Thursday, October 04, 2007

today has just been one of those pms-y days. my lit test was crap - i completely busted the definitions section. i am demoralized, frustrated, and terribly dissatisfied. how could i have copped out on the 10 marks worth of definitions? i had like, 1 or 2 marks for the entire section only. which just dragged my entire score down. bloody hell. it's 25-fricking-percent of my grade and i am seeing that A fly further and further away. unless i can pull a perfect A+ grade for my term paper.

and i'm frustrated with my life.

reading Hedda Gabler made me realise that i'm very much like Hedda, very much not cut out for married life or motherhood. i want my freedom, i don't want to be squeezed into someone else's preconstruction of what i should be. even in a marriage, i'd want my freedom, my space, my self, but that contradicts the crux of the sacrament of marriage - that man and wife are joined and they become one. i can't live for someone else, and i foresee myself hating my children if ever because they've taken over my life. yes, supremely selfish thoughts, i know, so go ahead and stone me for that, why don't you.

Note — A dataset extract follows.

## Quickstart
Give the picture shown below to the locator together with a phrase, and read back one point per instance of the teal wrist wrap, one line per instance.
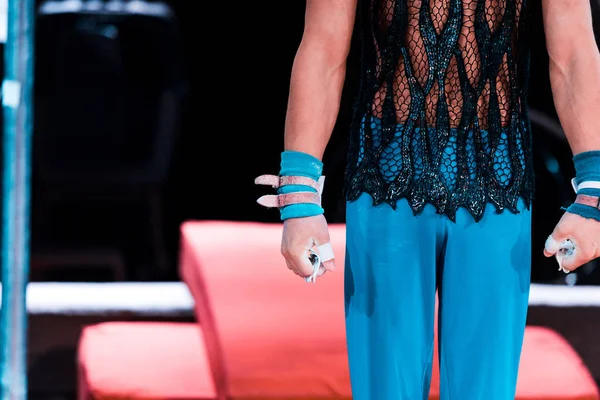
(295, 163)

but seriously, i'm starting to realise how important my freedom is to me, living true to myself is to me, and how my personal space is so crucial to me being able to live as a free woman. i couldn't live as someone's wife, wishing i weren't. i can see it now. i can't live with someone expecting me to be someone, do something, fill a certain role. the weight of the expectations would weigh on my ankles like a iron ball and keep me imprisoned and so suffocated. and kids. oh my gosh, where do i even start with them. the moment you give birth to one, his/her life begins, and yours sort of ends, usually. you become so-and-so's mom. you work for money to bring so-and-so up. you sacrifice your physical well-being for so-and-so's health. all the sacrifices, i just don't think i'm magnanimous, big-hearted, and even capable of making them without bearing any semblence of grudge.

i'm so afraid i'll be too afraid to break out of my constructs and live out the rest of my life wishing i had. and at the same time, i'm afraid of the judgement people around me will levy on me, cos i know it won't be pretty. i'm afraid of my own selfishness, it's so consuming. and yet, i'm afraid of hating the people around me who i love too much to walk out on, hanging on to the status quo because i love him or her, but unable to really live because i need to be free.

i need love in my life, definitely, but i'm wondering now: is it possible to be smothered by love? people who love you so much that they pour and lavish it over you until you're practically gasping for some air? i'm thoroughly confused cos i remember the bible says something about love being able to set free. at the same time, love isn't possessive. but all the world's standards of love seem to be so... possessive. with the passion comes the need for possession, and that's when all the rest of the 'love isn't's come into play - you become jealous, you start to hold on tighter to what you think is 'yours', you become self-servng. and yet someone once told me that love between a couple in a relationship isn't like the love described in the bible?? er, i'm starting to think that love between two people in a relationship HAS to be like the love described in Corinthians, or it's not gonna work out.

argh i'm so confused!

on one hand, i do recognise my need to find my freedom eventually, break away from my constructed life, roles, expectations and everything else. on the other hand, i do recognise that it's contrary to what Christian teachings are - that you don't seek to find yourself because it's only the person who loses his life in Christ that finds it. so in my quest to find my elusive freedom, i'm finding myself, which is wrong! my mind's in a total whirl now and i wish i could reach into my brain and manually use my hands to sort out all the jumbled-up thoughts.

i'm in a relationship, yes.
i want this to work out, yes.
i need my space, yes.
i'm not getting enough space now, yes.
i need my freedom, yes.
searching for me is wrong, yes.

wtf?? that's just a whole bunch of oxymorons i just inputed above!

am i like Hedda - no one truly understands me because no one understands my need to break free, and so i'm seen as selfish and cold? i can't say that i'm able to transcend the thoughts of others, like how it's supposed to be in Hedda Gabler in the case of Hedda - because i understand that not everyone needs their freedom, space, and individuality as badly or as fiercely as i do. if they don't even need it, then how am i any better than these people by needing it, know what i mean?

i guard my personal space very jealously, i realise. and i think if this doesn't change, i'm not likely to get married to anyone. who wants a wife who needs time 'alone' at the home that both people share? it's a preposterous proposition, and i know it. and so, i recognise that unless i change, or someone who is able to love me with the space and freedom that i need, i'm not gonna be getting married to anyone.